La citoyenneté au quotidien au Liban

Par Rita RAGAVLAS
Durant la récente tempête, en plein embouteillage à Beyrouth et dans l'immanquable chaos des jours où la nature nous donne un peu d'eau, un employé de Sukleen, insouciant et gâté, s'attelait, avec son grand sac vert, à la tâche de collecter les détritus du citoyen libanais. Il ramassait la moindre tâche sombre qui se trouvait sur le trottoir ou dans la rue, travaillant comme s'il ne pleuvait pas...
Un automobiliste ouvre la fenêtre de sa voiture et balance un gros tas d'ordures qui encombrait probablement sa belle voiture sport.
Sans manifester la moindre gêne, ni même de l'étonnement, l'employé de Sukleen s'approche du gros tas et le ramasse, le regard vide comme ci cette scène était des plus normales. Comme si le manque de tout sens de citoyenneté constituait à ses yeux une habitude, un état de fait !
Un de facto qui fait de nous, Libanais, des êtres inhumains. Cet employé habillé de vert se fond désormais dans le paysage au point que l'on ne remarque plus sa présence, au point de lui jeter presque à la figure nos saletés.
Être dépourvu de tout sens de citoyenneté est une chose ; dépasser les limites du respect dû à un être humain en est une autre. Ou peut-être que, dans notre société, l'un ne va pas plus sans l'autre...
Je n'ai pu m'empêcher de me mêler de ce qui ne me regarde pas. À ma question : s'il considérait la rue comme sa poubelle personnelle et l'employé de Sukleen son employé privé, ce « gentleman » m'a répondu : il est payé pour ça ! De quoi tu te mêles ?
L'enjeu est simple : le problème principal de notre pays n'est pas celui de son supposé déclin politique, financier..., même si la situation générale plonge dans le rouge en nous situant dans des listes mondiales qui ne sont pas du tout en notre faveur. En réalité, cette dérive n'est que l'aboutissement concret de toutes nos actions au quotidien - aussi banales qu'elles puissent paraître. Elle est plutôt intimement liée au citoyen.
On ne peut pas attendre que l'État fournisse toutes les solutions, même celles qui constitueraient un défi à notre manque de citoyenneté. L'échappatoire qu'on ne se lasse pas d'utiliser - « c'est la faute de l'État » - ne peux plus servir, et ne doit plus servir. Il est temps de dissiper cette illusion.
Nous ignorons jusqu'à la signification du bien commun et de son respect. Peut-être parce que nous perdons notre temps à nous entre-déchirer et nous entre-tuer pour nous approprier ce bien commun, car nous refusons toute idée de partage.

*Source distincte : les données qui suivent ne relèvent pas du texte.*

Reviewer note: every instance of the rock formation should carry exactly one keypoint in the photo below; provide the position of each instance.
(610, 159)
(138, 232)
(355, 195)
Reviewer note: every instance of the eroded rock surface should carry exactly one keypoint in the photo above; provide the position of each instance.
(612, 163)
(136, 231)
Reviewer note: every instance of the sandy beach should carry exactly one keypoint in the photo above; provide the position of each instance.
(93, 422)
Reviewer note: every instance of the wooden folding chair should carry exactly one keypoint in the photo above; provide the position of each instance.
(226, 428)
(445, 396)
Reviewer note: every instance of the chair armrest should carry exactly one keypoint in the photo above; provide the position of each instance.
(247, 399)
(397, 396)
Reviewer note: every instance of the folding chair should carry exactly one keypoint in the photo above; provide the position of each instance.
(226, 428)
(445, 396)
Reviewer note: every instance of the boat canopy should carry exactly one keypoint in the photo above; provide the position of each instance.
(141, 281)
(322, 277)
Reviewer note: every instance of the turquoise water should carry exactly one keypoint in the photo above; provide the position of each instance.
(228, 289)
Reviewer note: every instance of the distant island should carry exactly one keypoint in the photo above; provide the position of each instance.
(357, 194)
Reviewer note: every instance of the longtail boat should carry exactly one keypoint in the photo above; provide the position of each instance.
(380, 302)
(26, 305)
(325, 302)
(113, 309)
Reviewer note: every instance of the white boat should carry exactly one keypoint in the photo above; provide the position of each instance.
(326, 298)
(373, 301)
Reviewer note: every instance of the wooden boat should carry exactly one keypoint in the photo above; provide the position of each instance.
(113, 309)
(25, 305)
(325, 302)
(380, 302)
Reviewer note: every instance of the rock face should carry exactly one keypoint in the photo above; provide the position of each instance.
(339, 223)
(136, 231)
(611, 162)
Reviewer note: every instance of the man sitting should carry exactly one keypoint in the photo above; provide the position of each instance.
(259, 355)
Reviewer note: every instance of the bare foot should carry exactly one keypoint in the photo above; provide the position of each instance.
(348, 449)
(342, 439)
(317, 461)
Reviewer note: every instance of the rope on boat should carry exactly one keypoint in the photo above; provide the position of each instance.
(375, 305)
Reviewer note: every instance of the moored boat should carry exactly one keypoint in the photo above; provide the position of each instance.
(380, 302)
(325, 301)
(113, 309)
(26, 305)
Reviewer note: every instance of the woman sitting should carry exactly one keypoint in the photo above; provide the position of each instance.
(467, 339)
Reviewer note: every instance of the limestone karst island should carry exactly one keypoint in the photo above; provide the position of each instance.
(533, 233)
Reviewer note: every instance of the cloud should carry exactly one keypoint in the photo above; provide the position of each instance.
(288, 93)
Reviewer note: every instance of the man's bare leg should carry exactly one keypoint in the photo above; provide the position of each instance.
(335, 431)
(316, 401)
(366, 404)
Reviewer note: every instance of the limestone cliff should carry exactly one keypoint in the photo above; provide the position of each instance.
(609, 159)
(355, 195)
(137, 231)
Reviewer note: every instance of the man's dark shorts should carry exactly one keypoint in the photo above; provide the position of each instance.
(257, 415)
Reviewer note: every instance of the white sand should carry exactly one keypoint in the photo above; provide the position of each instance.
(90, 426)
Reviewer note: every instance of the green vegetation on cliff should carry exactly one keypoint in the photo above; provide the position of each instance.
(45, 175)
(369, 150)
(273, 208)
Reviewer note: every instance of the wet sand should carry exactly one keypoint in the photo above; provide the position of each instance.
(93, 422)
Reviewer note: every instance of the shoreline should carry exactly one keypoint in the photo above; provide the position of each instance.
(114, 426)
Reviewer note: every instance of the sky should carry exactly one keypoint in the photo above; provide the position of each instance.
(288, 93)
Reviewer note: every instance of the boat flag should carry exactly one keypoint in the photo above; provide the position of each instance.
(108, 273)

Le chantier de la notion de citoyenneté est bien plus complexe qu'on ne le pense ; il va au-delà des efforts des instances politiques et gouvernementales ; son point de départ se définit par l'implication du citoyen, mais surtout par son engagement, qui est difficile à atteindre, surtout quand le citoyen répond à tous les abus dont il est la cause par : c'est la faute de la guerre ; c'est la faute de l'État. C'est plutôt malheureux.
Je te présente mes excuses, mon cher pays.
Durant la récente tempête, en plein embouteillage à Beyrouth et dans l'immanquable chaos des jours où la nature nous donne un peu d'eau, un employé de Sukleen, insouciant et gâté, s'attelait, avec son grand sac vert, à la tâche de collecter les détritus du citoyen libanais. Il ramassait la moindre tâche sombre qui se trouvait sur le trottoir ou dans la rue, travaillant comme...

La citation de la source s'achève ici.